Tometo Tomato is a command-line tool that connects two CSV files by similarity, not just exact matches. It handles typos, abbreviations, accents, and formatting differences — so you can enrich your messy data using an authoritative reference table.
Built on DuckDB and rapidfuzz.
How It Works
The workflow has two steps:
Your file Reference file
(dirty data) (ground truth)
│ │
└──── tometo_tomato ──┘
│
Mapping table
(dirty → clean + score)
│
┌── exact join (duckdb) ──┐
│ │
Your file Corrected file
(original) (enriched)
Step 1. Run tometo_tomato to fuzzy-match your dirty column against a reference file. The output is a mapping table that links each dirty value to the best match.
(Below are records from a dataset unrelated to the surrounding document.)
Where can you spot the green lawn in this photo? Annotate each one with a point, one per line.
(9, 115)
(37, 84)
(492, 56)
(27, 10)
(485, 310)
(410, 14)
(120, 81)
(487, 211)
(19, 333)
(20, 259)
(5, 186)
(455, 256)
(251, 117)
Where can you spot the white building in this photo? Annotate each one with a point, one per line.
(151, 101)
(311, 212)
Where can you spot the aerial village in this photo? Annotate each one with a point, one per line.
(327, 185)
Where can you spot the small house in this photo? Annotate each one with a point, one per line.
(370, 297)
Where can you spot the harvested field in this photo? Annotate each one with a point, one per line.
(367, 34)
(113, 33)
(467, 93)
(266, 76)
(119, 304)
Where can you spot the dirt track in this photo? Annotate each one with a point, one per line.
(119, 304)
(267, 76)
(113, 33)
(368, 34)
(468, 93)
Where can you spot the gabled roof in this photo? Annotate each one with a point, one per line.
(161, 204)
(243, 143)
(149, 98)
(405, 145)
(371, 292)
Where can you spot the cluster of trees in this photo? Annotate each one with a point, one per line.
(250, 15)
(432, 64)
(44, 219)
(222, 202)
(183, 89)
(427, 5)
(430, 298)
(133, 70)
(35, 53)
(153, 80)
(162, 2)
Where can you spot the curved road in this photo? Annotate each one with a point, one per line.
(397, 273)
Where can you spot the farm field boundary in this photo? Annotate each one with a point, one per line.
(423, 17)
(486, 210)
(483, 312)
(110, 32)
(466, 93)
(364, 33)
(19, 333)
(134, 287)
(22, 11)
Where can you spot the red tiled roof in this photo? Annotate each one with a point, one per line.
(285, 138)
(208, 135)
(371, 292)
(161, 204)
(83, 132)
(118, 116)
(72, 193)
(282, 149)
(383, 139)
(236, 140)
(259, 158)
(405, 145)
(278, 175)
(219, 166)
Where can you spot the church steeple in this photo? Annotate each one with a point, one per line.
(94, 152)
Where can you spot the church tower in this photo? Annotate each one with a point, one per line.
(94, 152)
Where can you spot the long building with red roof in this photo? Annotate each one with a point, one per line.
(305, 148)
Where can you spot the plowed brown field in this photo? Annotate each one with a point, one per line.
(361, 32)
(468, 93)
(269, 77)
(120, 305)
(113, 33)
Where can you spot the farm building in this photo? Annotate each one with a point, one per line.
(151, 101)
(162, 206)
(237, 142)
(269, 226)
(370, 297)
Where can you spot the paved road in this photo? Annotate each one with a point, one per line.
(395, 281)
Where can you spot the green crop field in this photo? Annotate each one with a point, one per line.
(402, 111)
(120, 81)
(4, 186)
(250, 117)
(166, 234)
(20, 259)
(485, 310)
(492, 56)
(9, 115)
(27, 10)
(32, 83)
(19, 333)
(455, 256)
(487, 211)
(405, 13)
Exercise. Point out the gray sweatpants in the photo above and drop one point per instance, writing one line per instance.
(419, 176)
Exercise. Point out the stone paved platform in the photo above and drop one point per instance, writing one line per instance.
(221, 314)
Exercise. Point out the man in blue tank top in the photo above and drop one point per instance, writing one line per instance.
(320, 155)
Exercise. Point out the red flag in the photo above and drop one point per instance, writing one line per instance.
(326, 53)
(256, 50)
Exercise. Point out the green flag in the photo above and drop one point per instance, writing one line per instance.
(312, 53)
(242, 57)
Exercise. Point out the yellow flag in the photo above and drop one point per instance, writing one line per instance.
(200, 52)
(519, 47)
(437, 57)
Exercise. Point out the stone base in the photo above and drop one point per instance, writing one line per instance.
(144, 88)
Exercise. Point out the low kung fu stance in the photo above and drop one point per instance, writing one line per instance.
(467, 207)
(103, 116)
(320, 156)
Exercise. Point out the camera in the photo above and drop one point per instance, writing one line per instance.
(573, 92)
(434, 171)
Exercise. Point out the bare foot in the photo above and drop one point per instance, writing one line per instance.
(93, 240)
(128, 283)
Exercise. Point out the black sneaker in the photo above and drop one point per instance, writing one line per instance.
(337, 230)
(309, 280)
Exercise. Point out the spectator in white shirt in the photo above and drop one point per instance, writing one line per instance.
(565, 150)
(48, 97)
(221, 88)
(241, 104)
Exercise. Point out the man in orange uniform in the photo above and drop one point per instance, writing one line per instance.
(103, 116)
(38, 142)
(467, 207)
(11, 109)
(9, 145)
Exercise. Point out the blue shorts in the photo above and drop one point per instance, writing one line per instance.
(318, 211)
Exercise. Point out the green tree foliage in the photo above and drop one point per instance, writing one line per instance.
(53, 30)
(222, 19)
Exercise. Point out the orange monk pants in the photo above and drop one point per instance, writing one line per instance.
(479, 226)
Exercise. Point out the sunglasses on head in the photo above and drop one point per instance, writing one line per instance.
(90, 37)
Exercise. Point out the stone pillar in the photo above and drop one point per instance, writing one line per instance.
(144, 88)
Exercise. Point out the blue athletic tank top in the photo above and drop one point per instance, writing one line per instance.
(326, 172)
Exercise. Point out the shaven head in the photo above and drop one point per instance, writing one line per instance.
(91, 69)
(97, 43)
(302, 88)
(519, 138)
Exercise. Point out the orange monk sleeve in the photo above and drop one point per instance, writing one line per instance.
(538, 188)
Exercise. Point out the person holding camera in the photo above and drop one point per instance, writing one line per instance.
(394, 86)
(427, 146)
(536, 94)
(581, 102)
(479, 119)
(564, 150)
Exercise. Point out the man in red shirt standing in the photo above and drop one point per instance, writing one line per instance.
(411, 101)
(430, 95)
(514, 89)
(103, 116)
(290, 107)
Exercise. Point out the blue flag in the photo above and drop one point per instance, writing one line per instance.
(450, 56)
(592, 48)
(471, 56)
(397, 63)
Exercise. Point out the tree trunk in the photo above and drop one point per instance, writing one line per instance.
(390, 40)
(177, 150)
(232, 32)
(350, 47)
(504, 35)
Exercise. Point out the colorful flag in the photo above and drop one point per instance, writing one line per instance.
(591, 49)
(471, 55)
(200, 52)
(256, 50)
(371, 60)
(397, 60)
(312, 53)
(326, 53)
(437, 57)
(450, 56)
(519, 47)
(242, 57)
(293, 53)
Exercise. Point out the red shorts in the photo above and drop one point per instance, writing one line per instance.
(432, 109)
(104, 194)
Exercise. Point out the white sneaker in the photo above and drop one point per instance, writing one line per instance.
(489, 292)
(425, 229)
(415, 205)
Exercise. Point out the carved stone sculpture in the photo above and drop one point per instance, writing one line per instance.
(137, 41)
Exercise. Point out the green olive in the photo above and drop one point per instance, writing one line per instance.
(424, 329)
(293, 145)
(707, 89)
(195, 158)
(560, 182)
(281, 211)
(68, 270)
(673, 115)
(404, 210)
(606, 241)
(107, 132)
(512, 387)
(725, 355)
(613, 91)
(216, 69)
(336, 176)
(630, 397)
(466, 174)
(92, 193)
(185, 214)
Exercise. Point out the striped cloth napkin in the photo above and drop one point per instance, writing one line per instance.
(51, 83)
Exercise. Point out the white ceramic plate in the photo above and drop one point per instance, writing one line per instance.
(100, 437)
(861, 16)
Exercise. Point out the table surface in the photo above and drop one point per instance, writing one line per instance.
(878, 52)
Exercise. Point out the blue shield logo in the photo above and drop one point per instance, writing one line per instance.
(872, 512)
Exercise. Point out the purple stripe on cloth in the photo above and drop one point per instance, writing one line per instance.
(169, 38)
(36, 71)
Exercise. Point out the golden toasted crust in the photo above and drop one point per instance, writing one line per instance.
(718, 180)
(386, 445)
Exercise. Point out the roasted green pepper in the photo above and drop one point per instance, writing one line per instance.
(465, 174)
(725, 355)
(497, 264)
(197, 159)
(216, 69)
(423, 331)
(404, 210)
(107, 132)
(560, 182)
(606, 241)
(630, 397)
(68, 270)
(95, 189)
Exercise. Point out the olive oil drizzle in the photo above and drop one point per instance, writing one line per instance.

Step 2. Use a standard exact join (e.g. with DuckDB) to bring the corrections back into your original file.
Quick Example
| municipality | region |
|---|---|
| Castro | Pugla |
| Castro | Lombardia |
| Calliano | Trentno-Alto Adige |
| Calliano | Piemnte |
| municipality_name | region | istat_code |
|---|---|---|
| Castro | Puglia | 075019 |
| Castro | Lombardia | 016065 |
| Calliano | Trentino-Alto Adige | 022032 |
| Calliano | Piemonte | 005013 |
tometo_tomato work.csv reference.csv \
-j "municipality,municipality_name" \
-j "region,region" \
-a istat_code -s -t 70 \
-o mapping.csv| municipality | region | ref_municipality_name | ref_region | istat_code | avg_score |
|---|---|---|---|---|---|
| Castro | Pugla | Castro | Puglia | 075019 | 95.5 |
| Castro | Lombardia | Castro | Lombardia | 016065 | 100.0 |
| Calliano | Trentno-Alto Adige | Calliano | Trentino-Alto Adige | 022032 | 98.6 |
| Calliano | Piemnte | Calliano | Piemonte | 005013 | 96.7 |
Matching on two column pairs (-j repeated) ensures “Castro, Pugla” maps to the correct Castro in Puglia, not the one in Lombardia.